Partho Dasgupta shares views on the policies of the government on fake news
With power comes responsibility. This famous quote is true for people, businesses, organizations, and will always be the core point in dealing with people. Social media or media in general holds power over common people as they are the ones dispensing crucial information and entertainment to people. We all know that people have been affected by media for the longest time. It is only logical to hold them accountable for the information they spread.
India is a country of billions of people and all have the power of the internet in their hands. The internet revolution in India has single-handedly made people reach a global stage. Partho Dasgupta, Ex-CEO of BARC India and Presently Managing Partner, Thoth Advisors shares “Every man, woman or child in India has access to same information and content. It is a bit overwhelming when we see the penetration of the internet in a country as culturally diverse, opinionated, political, and emotional as India. The power of information, if not streamlined or sieved through a process can be a big threat to our country.”
According to the National Crime Records Bureau (NCRB) data, there has been a nearly threefold increase from 2019-20 in the incidents of circulation of fake news. While in 2021, there was a sharp decrease in cases from 1527 to 882 under IPC section 505. This rise and drop in cases may indicate the digital literacy of people or the results of policies put in place by the government or the fact that many cases have not been reported. So what exactly is the government doing for this new age pandemic?

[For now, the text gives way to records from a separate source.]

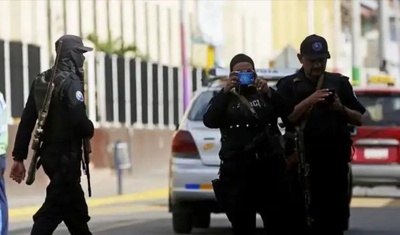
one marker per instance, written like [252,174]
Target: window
[382,109]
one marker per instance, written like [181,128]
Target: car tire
[202,220]
[182,222]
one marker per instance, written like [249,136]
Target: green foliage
[115,46]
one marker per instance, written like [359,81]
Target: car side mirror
[352,130]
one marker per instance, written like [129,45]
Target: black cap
[315,47]
[72,42]
[240,58]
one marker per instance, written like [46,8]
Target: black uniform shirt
[71,95]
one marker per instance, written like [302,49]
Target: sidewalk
[103,182]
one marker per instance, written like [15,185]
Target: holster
[217,188]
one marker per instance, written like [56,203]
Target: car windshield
[200,104]
[382,109]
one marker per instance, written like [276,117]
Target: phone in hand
[331,97]
[246,78]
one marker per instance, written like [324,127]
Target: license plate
[381,154]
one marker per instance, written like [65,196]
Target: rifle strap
[308,112]
[244,101]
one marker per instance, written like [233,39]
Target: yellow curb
[371,202]
[96,202]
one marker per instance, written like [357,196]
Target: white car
[194,161]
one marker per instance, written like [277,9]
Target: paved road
[369,217]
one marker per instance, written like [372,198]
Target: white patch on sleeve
[79,96]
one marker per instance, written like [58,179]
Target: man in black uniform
[252,170]
[324,106]
[60,154]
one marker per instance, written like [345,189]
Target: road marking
[155,194]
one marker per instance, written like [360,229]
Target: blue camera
[246,78]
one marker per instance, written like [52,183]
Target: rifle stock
[36,142]
[87,149]
[304,173]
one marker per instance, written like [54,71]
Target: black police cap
[72,42]
[315,47]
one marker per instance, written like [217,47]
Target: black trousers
[255,187]
[329,191]
[65,200]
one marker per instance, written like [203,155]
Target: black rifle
[37,142]
[304,166]
[87,149]
[304,173]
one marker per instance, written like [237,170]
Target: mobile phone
[246,78]
[331,97]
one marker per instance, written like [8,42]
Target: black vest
[56,128]
[322,120]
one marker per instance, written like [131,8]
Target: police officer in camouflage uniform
[252,170]
[60,154]
[325,113]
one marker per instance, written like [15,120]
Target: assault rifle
[87,149]
[304,173]
[36,142]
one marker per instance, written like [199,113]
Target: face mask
[246,78]
[78,58]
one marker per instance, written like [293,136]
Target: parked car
[194,158]
[377,142]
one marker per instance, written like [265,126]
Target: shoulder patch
[79,96]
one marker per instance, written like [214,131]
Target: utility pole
[65,16]
[337,34]
[311,16]
[80,18]
[186,88]
[355,41]
[383,34]
[396,7]
[49,32]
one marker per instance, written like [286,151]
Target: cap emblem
[317,46]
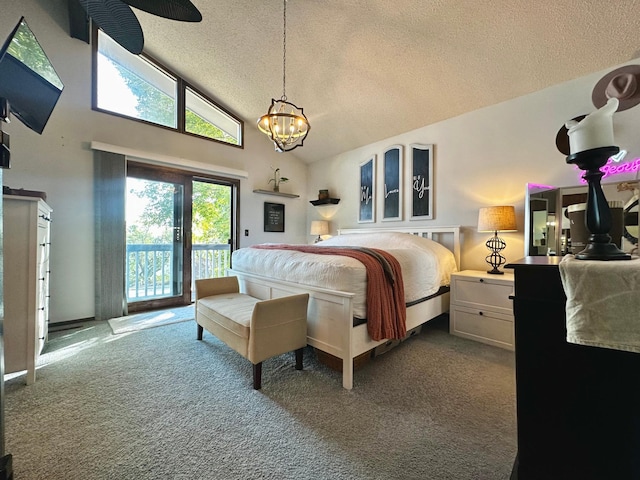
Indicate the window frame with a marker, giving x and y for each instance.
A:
(181, 86)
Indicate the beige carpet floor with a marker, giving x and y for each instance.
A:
(155, 318)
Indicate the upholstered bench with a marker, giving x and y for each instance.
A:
(256, 329)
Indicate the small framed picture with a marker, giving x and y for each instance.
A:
(367, 212)
(392, 183)
(273, 217)
(421, 182)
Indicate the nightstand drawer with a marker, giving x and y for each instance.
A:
(476, 292)
(483, 326)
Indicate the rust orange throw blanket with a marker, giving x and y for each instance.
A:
(386, 309)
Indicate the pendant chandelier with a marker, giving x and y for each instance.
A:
(284, 123)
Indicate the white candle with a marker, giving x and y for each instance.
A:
(595, 130)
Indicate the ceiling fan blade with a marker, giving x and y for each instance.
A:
(182, 10)
(117, 20)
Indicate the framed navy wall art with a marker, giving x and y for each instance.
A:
(421, 182)
(273, 217)
(392, 184)
(367, 211)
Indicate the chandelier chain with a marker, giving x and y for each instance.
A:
(284, 53)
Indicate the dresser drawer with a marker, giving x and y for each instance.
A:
(478, 292)
(483, 326)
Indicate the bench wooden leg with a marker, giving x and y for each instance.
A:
(257, 376)
(299, 353)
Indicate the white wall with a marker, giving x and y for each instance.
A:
(60, 161)
(482, 158)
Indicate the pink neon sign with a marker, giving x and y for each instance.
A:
(613, 168)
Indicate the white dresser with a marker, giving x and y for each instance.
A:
(481, 308)
(27, 230)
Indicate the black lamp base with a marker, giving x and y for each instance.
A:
(495, 245)
(598, 215)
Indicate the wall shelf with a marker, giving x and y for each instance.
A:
(325, 201)
(277, 194)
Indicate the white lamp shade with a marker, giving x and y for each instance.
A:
(319, 227)
(497, 219)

Even though there are no clear-cut laws for fake news, the Indian Penal Code (IPC) has certain sections that deal with fake news like Sections 153 (Provocation with an intent to cause riot) and 295 (defiling a place of worship with an intent of insult to the religion or class). Section 66 of the IT act, 2000 states that if a person commits acts referred to in section 43 (Damage to computer/computer system) they are liable to be punished with imprisonment up to 3 years or a fine extended up to 5 lakhs or both. Spreading fake news regarding a disaster is also punishable under section 54 of the disaster management act. These are a few examples of the laws curbing fake news however the government has not made any specific or well defined laws in this regard.
Apart from these laws the government frequently issues advisories on the Ministry of Electronics and Information Technology website. Many advisories were issued especially during Covid to curb fake news. The government has also set up a fact-checking unit to take down misinformation under the Press Information Bureau and notifying Information Technology (Intermediary Guidelines and Digital Media Ethics Code) Rules, 2021, under the Information Technology Act, 2000. According to the company disclosure by YouTube, the Indian government in 2021 alone sent 1670 take-down requests for videos that were considered inappropriate. “This number is more than eight times of the United States government. Many such requests have been made to twitter and meta as well,” informs Partho Dasgupta barc Ex CEO.
Many activists have raised their voices against the various takedowns by the government however stopping fake news and curtailing freedom of speech are on the same side of the coin and rules set to stop the fake news may border on infringing freedom of speech, therefore the government needs to be prudent regarding laws or else they may be pointed out for vilifying freedom of speech. Many fact checking websites have also been functioning however even they are not beyond doubt. “The media in general needs to improve on its revenue model and stop being dependent on advertisers. Only a media free from intellectual confines can function properly and in most cases, the revenue source forms the narrative in the media,” shares Partho Dasgupta.